ABSTRACT

In Stuttgart, neither place-branding nor claims to have a global moral responsibility for climate protection play a significant role. There is almost no political ambition to be a frontrunner or a role model in national or international climate protection. By contrast, local debates about the climate are marked by a high degree of self-reference: since ‘climate’ is a highly visible common phenomenon in Stuttgart, the city is primarily concerned with solving its own topographically induced problems (‘thermal stress’, air pollution). In contrast to Munich and Frankfurt and due to its location within a valley basin (as an ‘attribute of the physical world’ according to the IAD concept; see the ‘Introduction’), climate adaptation – focusing on prevention of overheating the urban ‘body’ by protecting fresh air corridors and air exchange channels – has been a highpriority topic on the city’s agenda since the 1930s. In Stuttgart, climate change is perceived as a direct and immediate local threat.

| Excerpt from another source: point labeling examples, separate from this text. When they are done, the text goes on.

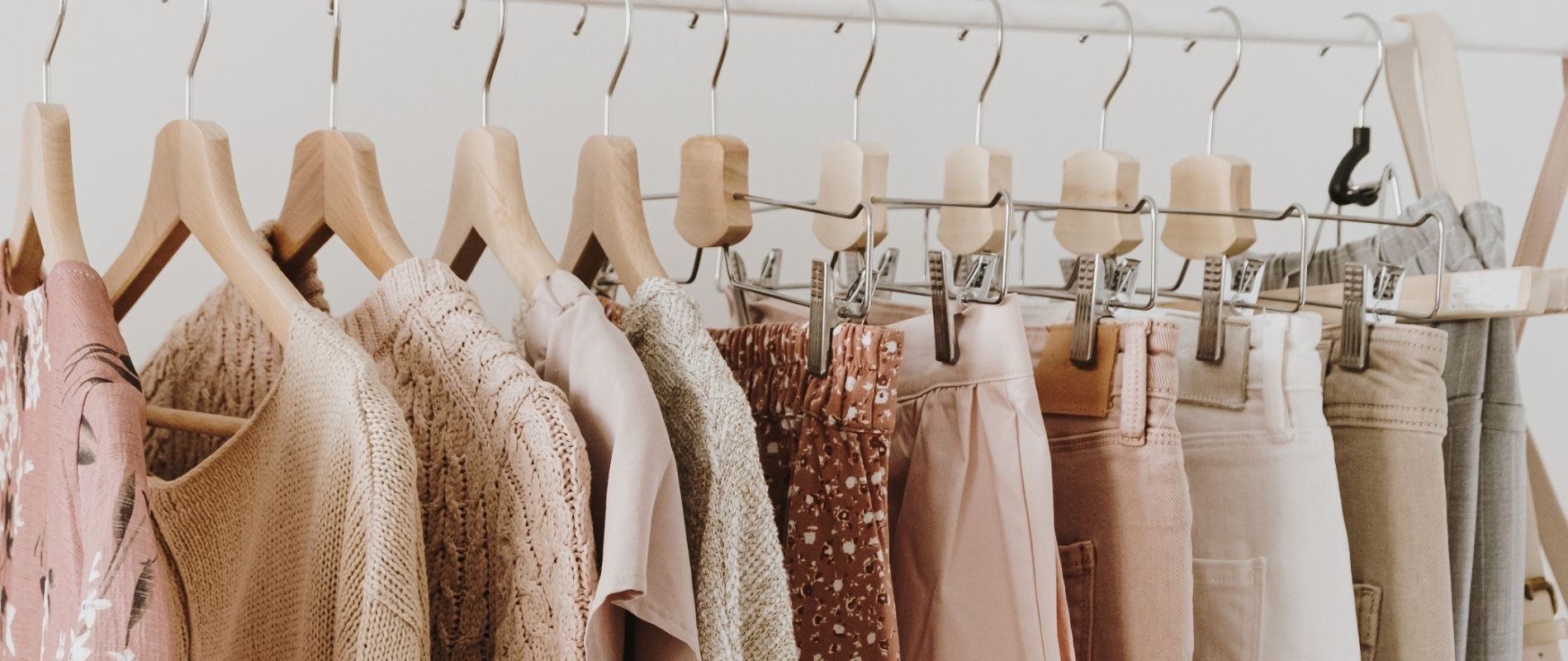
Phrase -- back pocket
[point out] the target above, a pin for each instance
(1078, 575)
(1228, 610)
(1369, 602)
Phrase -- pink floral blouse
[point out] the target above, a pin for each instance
(78, 577)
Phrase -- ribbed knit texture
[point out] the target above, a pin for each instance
(298, 537)
(742, 591)
(500, 467)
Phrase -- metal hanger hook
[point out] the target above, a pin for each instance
(620, 66)
(870, 55)
(338, 49)
(1236, 68)
(190, 71)
(49, 55)
(996, 63)
(1381, 57)
(713, 85)
(1104, 109)
(500, 40)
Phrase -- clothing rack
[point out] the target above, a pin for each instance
(1304, 29)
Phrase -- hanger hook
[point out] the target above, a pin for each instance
(1104, 109)
(1381, 55)
(500, 40)
(49, 55)
(713, 87)
(996, 63)
(1234, 68)
(870, 55)
(620, 66)
(190, 71)
(338, 49)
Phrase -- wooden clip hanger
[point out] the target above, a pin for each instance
(1212, 181)
(1101, 178)
(609, 226)
(488, 207)
(46, 226)
(192, 190)
(854, 172)
(976, 173)
(336, 188)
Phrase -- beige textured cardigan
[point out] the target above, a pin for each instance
(742, 591)
(502, 467)
(298, 537)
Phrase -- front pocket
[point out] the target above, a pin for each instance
(1228, 610)
(1078, 575)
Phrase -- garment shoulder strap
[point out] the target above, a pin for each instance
(1432, 118)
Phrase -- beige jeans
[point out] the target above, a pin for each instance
(1388, 430)
(1272, 580)
(1123, 517)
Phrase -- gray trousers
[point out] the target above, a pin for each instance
(1484, 449)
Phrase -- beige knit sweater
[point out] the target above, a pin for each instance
(502, 467)
(742, 592)
(298, 537)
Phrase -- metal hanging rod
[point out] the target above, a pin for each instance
(1294, 27)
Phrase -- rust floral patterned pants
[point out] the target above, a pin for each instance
(823, 445)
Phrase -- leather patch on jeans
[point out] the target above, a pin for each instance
(1068, 390)
(1219, 385)
(1369, 600)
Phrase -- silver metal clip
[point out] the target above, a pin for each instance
(823, 317)
(980, 282)
(886, 269)
(943, 307)
(739, 308)
(1086, 317)
(1224, 291)
(1367, 288)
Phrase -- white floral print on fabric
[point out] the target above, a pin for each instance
(78, 568)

To improve the local quality of life, to prevent the damaging effects of excessive heat on human health and to make Stuttgart an attractive location for residents and business in the context of competition among various geographical locations, the municipal administration (particularly the Amt für Stadtklimatologie) has acquired enormous expertise. This expertise is based on everyday knowledge accumulated over decades as well as simulation, modelling and experimentation. While climate adaptation is well established as a result of being subject to a threatening climate and also well equipped to cope with this challenge, climate mitigation is a relatively new topic in Stuttgart (since 1997; cf. LHS 1997). Climate mitigation is framed by an interdependent set of debates comprising of energy economising (especially in the building sector), cost savings and, as a sub-goal, CO2 reduction. Therefore, issue relabelling in the sense of emphasising the additional economic benefits of climate mitigation (as an incentive for individuals, the city and the local economy alike) is of utmost importance when it comes to legitimising and justifying climate protection in Stuttgart. Both aspects, the scientific insight in and sensual perception of ‘climate’ in the Stuttgart valley (adaptation), and the equation of climate mitigation policy with local energy-and cost-saving policy help to ‘immunise’ the local knowledge order against criticism.